The Controller or its Agents shall respond to the respective Data Subject within a maximum term of twenty working days, counted from the date on which the request for access, rectification, cancellation or opposition was received, communicating the determination adopted, so that, if applicable, it becomes effective within fifteen days from the date on which the response is communicated to the Data Subject. In the case of requests for access to Personal Data, the Controller or its Agents shall proceed to deliver them upon proof of the identity of the applicant or his legal representative, as the case may be. The aforementioned deadlines may be extended only in terms of the Federal Law for the Protection of Personal Data in Possession of Individuals.

The delivery of Personal Data will be free of charge, and it will only correspond to cover the justified shipping costs or the cost of reproduction in copies or other formats.

For requests for cancellation of Personal Data, in addition to the provisions of this Privacy Notice, the provisions of Article 26 of the Federal Law for the Protection of Personal Data in Possession of Individuals shall apply, including the cases of exception to the cancellation of Personal Data indicated.

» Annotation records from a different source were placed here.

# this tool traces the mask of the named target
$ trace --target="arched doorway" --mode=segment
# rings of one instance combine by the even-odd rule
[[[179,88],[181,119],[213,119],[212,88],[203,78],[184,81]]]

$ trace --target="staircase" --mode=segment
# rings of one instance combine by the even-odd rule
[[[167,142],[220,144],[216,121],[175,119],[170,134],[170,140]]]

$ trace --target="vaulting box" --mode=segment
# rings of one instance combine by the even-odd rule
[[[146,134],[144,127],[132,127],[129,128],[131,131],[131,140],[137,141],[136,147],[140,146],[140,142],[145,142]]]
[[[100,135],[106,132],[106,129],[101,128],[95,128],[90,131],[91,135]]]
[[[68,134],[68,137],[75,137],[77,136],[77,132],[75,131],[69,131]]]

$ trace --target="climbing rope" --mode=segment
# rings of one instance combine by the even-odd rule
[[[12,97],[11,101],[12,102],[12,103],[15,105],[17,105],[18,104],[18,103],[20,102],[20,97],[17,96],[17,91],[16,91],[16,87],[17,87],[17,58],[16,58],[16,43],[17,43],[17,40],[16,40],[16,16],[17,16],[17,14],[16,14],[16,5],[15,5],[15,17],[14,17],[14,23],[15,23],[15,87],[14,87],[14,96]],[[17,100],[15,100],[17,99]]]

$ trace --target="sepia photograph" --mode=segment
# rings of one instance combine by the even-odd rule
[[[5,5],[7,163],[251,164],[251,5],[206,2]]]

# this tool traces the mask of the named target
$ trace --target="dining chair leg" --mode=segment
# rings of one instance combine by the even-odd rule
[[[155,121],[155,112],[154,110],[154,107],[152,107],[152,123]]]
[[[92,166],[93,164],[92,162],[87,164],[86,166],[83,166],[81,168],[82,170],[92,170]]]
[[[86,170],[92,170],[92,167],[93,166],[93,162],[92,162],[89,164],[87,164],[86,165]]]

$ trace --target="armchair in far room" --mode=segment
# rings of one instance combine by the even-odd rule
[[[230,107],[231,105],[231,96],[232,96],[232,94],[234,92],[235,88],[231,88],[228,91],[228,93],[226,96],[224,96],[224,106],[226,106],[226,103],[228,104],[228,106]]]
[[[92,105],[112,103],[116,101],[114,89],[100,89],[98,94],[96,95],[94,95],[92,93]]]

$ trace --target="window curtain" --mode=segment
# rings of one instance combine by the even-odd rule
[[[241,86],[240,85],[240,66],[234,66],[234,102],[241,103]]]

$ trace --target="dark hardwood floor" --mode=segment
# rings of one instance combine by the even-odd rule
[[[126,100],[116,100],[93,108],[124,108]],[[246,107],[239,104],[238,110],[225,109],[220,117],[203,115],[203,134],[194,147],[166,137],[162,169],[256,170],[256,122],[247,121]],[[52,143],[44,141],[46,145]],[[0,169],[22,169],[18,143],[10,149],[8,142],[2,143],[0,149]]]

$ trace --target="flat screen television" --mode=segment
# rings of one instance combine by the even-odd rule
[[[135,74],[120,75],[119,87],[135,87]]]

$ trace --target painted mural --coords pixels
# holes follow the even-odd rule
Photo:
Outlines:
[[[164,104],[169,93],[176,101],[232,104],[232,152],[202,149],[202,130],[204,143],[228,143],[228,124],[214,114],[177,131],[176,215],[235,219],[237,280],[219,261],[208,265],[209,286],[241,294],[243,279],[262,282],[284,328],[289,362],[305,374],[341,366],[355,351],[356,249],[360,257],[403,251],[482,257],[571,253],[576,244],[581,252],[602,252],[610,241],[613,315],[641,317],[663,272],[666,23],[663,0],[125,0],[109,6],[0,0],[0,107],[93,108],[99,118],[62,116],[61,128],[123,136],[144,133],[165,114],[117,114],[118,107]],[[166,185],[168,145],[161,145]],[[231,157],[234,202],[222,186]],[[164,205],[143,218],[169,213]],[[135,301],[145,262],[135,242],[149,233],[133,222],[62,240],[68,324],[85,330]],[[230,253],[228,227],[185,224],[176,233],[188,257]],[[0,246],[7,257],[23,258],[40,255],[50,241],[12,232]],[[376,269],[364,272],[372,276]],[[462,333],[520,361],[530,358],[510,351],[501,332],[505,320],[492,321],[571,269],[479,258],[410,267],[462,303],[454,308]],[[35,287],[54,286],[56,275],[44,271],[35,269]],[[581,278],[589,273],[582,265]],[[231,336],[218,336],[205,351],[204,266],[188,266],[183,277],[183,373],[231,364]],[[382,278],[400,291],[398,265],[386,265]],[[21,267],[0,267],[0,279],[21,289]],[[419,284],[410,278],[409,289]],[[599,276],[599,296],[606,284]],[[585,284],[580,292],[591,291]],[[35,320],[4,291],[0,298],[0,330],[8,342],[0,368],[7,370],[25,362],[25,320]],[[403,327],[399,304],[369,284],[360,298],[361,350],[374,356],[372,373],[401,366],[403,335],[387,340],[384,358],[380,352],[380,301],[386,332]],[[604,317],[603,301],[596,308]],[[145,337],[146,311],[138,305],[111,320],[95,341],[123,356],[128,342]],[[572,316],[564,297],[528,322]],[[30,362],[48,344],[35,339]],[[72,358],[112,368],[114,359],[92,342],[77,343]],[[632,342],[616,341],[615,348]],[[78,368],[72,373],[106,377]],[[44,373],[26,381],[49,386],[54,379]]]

Under applicable law, you may have one or more of the following:

• right to know, access and request information about the personal information we hold about you, including details of how we use that information and with whom we share it;
• right to request a copy of the personal information we hold about you;
• right to amend, correct or rectify your personal information if any of the information held about you is incorrect or out of date;
• right to portability of your personal information;
• right to request deletion of your personal information;
• right to demand that we cease processing your personal information or restrict the processing of your personal information;
• right to withdraw your consent to the processing of your personal information, to the extent that our processing relies on your consent as the lawful basis for the processing; and/or
• right to provide us with instructions about the processing of your personal information in the event of your death.

9. CHANGES TO THE PRIVACY NOTICE

SERVIAP reserves the right to periodically update this Notice to reflect changes in our information practices. It is the responsibility of the Holder to periodically review the content of the Privacy Notice on the site https://serviapgroup.com/privacy-policy. The Responsible Party shall understand that if it does not express otherwise, it means that the Holder has read, understood and accepted the terms established, which constitutes its consent to the changes established in such updates regarding the treatment of its Personal Data for the purposes of the Federal Law for the Protection of Personal Data in Possession of Individuals and other applicable laws.

10. PROTECTING CHILDREN’S PRIVACY

Serviap does not knowingly collect or solicit Personal Information from anyone under the age of 16. Children under the age of 16 are not the target audience for our website. If you are under 16, please do not provide us with any Personal Information. We encourage parents and legal guardians to monitor their children’s Internet usage and to help enforce our Policy by instructing their children never to provide Personal Information through our website.

11. ARTIFICIAL INTELLIGENCE (IA) SERVICE PROVIDERS (PROCESSORS)

Our Platform incorporates AI functionalities that can be powered by third parties, such as our, our AI-powered chatbot and our Customer-facing candidate analytics tool.

When Serviap integrates AI providers, we are committed to implementing strict privacy safeguards.

At a minimum we contractually guarantee that Personal Data is not available to the vendor’s other users and is not used to train the vendor’s AI models.

Currently, none of our AI-based functionalities include any automated decision-making without human intervention. In addition, the use of our AI functionalities is optional.

We identify which AI functionalities operate with Personal Data, ensuring that our practices remain transparent and compliant.